Practical Tax Effect

The practical tax effect of these changes is that U.S. corporate taxpayers have greater confidence in their ability to claim foreign tax credits for their GILTI income while understanding any FDII income will result in a deduction at the corporate level but not a foreign tax credit. Therefore, U.S. corporate taxpayers should weigh the benefits of both the GILTI and FDII regime and plan accordingly to maximize the benefits of both regimes.
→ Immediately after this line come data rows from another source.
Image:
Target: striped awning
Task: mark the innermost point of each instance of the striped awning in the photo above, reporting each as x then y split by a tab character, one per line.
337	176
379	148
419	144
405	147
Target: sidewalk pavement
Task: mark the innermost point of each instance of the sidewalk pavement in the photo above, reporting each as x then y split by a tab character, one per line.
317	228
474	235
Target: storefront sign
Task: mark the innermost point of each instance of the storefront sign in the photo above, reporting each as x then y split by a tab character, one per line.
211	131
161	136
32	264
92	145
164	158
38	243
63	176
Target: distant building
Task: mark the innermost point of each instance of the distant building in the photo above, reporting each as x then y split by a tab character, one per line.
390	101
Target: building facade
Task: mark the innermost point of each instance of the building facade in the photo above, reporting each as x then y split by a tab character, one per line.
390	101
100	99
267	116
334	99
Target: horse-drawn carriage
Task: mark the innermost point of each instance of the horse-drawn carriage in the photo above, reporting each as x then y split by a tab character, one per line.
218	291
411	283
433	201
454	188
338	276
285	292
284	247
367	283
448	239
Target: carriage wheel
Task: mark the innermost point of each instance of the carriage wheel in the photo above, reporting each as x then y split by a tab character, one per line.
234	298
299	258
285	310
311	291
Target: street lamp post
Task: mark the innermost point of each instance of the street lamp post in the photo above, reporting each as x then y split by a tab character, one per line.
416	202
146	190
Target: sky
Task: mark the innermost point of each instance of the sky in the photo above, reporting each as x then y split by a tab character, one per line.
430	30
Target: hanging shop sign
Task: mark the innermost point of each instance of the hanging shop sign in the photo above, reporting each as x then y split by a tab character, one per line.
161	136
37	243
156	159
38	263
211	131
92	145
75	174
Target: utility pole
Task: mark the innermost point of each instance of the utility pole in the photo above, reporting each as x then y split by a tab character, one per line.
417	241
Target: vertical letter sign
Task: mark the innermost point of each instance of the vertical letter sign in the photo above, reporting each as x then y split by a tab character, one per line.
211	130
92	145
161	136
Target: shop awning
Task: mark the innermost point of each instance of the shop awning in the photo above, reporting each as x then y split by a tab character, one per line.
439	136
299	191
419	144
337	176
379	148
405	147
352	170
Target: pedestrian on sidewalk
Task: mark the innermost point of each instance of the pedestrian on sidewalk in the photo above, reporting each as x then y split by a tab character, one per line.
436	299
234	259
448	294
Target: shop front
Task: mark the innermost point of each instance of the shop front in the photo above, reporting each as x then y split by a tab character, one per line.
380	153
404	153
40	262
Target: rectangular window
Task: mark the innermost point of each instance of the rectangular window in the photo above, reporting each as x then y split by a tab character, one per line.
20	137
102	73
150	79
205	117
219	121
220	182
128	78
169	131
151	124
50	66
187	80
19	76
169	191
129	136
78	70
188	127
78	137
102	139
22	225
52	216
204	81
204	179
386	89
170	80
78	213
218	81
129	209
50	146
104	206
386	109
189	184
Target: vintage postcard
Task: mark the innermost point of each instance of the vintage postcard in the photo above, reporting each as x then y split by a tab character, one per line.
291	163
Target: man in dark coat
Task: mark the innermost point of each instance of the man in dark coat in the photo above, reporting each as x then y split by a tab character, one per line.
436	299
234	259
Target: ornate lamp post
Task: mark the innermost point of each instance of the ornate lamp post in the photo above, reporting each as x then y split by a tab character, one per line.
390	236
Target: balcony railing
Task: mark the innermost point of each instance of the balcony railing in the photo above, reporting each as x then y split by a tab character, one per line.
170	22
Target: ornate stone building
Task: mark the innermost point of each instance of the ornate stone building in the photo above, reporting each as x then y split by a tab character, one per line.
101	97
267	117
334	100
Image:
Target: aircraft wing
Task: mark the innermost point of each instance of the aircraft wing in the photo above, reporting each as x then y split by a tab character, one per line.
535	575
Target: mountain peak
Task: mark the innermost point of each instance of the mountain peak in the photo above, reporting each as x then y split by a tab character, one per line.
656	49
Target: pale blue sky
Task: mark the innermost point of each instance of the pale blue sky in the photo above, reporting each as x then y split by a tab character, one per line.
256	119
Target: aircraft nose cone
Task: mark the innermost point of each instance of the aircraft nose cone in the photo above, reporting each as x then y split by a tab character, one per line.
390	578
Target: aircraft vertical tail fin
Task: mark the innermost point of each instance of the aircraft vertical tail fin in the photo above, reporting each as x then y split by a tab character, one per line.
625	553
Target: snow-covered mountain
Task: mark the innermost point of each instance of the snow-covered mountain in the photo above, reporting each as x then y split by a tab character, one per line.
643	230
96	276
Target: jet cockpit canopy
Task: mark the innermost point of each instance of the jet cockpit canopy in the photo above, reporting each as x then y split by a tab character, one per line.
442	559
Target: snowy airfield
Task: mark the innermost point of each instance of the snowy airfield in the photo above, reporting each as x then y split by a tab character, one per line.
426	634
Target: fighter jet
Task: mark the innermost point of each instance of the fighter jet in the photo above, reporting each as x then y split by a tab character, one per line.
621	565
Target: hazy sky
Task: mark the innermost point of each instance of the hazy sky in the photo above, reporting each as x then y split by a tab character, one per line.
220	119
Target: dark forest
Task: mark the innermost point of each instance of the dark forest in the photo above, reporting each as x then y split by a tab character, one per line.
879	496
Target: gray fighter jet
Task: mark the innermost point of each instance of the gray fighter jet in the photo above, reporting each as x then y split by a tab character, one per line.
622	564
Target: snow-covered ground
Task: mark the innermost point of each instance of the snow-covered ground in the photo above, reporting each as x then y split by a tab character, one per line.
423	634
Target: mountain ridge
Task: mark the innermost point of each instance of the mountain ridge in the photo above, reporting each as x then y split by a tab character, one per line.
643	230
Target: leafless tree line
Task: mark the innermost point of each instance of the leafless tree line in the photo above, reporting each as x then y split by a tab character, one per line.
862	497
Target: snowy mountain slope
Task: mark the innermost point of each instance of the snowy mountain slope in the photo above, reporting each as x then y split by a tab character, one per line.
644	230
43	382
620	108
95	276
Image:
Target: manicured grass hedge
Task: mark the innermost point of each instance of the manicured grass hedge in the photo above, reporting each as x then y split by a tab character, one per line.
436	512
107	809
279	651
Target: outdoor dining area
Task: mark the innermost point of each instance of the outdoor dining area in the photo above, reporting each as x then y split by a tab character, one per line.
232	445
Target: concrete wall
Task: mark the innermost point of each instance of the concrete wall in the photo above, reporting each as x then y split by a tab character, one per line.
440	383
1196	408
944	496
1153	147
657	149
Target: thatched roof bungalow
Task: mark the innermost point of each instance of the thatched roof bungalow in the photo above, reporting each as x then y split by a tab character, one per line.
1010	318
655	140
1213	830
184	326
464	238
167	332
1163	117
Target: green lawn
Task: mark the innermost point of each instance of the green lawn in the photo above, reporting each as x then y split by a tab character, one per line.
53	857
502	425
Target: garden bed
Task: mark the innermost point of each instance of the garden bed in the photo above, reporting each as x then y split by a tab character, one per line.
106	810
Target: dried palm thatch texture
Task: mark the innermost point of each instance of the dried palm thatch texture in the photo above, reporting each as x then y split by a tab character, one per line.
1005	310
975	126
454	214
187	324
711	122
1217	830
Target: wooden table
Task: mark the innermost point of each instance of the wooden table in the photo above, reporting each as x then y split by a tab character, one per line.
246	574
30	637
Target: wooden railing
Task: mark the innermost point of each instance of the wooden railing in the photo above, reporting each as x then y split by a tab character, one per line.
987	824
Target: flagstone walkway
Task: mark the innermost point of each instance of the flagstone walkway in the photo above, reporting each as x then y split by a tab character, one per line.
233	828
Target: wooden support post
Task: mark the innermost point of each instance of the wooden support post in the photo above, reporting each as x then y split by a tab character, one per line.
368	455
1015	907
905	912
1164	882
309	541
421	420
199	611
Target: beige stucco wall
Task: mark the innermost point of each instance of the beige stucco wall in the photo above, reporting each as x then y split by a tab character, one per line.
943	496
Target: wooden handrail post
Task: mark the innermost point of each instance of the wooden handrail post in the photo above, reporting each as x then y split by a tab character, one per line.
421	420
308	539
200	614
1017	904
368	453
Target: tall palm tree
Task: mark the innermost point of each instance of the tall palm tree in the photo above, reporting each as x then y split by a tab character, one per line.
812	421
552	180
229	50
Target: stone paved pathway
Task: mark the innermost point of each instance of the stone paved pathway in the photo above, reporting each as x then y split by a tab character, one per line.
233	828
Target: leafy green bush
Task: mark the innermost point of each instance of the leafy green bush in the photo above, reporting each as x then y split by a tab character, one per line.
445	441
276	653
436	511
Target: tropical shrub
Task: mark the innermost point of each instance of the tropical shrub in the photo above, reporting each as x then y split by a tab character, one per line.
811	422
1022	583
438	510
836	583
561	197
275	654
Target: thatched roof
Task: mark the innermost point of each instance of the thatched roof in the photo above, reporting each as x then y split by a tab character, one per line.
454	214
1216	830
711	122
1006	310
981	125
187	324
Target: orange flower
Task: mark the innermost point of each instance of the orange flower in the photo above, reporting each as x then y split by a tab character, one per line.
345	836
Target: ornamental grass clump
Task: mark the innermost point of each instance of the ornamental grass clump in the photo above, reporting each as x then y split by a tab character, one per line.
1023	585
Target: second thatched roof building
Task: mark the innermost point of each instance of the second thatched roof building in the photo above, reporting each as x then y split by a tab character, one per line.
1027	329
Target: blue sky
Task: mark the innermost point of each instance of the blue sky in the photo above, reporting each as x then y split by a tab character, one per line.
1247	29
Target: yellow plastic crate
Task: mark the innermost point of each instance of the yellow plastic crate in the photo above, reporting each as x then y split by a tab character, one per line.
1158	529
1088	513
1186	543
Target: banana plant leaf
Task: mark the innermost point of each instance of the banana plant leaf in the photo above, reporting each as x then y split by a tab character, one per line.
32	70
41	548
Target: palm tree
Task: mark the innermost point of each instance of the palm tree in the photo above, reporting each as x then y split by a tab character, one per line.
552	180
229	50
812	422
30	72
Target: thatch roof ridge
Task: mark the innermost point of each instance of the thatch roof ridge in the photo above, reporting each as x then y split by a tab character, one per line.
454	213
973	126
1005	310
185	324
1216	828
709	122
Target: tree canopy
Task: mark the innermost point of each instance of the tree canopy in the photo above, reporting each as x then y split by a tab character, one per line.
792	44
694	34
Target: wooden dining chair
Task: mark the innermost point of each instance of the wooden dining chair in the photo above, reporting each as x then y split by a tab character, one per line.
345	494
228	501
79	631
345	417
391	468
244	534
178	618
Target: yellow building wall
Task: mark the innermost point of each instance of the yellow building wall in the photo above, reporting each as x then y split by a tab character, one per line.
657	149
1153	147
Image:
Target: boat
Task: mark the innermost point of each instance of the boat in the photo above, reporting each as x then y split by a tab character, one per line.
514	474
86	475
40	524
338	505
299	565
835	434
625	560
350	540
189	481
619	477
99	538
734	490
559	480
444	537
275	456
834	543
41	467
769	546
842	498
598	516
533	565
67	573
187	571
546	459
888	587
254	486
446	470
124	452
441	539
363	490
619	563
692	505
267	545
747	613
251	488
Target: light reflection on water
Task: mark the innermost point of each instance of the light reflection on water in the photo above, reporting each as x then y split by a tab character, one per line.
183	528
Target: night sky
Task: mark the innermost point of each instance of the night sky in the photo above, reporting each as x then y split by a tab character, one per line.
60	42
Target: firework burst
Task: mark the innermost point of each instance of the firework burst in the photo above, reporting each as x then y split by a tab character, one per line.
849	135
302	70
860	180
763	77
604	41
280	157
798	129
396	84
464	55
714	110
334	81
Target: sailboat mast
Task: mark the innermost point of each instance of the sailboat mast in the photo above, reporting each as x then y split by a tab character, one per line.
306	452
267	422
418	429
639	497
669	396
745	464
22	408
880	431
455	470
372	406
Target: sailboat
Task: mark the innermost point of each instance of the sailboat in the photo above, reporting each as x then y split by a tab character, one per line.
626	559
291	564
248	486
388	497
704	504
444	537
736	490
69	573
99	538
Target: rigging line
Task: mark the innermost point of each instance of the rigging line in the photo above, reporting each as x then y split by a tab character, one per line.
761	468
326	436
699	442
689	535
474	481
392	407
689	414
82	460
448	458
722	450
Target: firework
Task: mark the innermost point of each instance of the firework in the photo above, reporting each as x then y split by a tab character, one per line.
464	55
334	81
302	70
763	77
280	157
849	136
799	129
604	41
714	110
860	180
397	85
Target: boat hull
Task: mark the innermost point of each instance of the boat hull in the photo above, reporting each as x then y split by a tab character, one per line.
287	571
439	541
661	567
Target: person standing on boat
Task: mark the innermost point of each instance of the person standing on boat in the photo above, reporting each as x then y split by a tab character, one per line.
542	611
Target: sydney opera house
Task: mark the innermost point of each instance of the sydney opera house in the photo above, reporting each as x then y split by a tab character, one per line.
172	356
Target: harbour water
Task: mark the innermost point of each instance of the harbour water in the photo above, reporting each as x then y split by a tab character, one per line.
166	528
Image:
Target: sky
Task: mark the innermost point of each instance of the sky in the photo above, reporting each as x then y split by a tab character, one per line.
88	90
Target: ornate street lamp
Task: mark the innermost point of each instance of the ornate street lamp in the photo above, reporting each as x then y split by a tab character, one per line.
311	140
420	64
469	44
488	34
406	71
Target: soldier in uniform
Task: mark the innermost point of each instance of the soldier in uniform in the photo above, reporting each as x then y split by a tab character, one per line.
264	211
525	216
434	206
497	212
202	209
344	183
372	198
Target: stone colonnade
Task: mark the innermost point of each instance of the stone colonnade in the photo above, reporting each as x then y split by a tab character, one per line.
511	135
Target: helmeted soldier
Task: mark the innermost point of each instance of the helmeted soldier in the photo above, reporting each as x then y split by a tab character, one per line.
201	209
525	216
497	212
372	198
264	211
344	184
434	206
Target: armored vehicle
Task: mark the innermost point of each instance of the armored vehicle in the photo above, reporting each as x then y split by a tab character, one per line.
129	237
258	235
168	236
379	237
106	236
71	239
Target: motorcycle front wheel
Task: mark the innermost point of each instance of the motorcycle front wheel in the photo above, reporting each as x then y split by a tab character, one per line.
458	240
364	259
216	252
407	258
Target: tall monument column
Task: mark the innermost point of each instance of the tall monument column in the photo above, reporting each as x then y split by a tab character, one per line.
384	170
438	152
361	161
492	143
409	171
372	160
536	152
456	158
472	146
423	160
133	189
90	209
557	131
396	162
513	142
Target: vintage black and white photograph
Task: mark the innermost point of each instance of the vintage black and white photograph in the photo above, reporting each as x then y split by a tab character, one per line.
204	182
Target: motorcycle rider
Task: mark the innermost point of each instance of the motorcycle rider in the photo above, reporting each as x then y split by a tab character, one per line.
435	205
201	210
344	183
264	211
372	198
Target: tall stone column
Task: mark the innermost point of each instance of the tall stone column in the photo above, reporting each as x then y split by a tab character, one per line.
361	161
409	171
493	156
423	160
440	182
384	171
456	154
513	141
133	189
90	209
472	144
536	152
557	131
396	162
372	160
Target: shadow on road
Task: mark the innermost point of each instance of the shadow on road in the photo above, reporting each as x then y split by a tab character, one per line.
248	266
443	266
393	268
For example, a U.S. corporate parent may license its intellectual property or provide technical services from its U.S. intellectual property subsidiary in order to maximize the benefit of its FDII deduction while at the same time having actual foreign operations through an offshore company and use the FTC regime under GILTI to defer U.S. tax on its offshore company income. The Guidance allows taxpayers and practitioners to clearly understand the nuances of the new international tax regime with greater clarity for proper tax and deferral planning.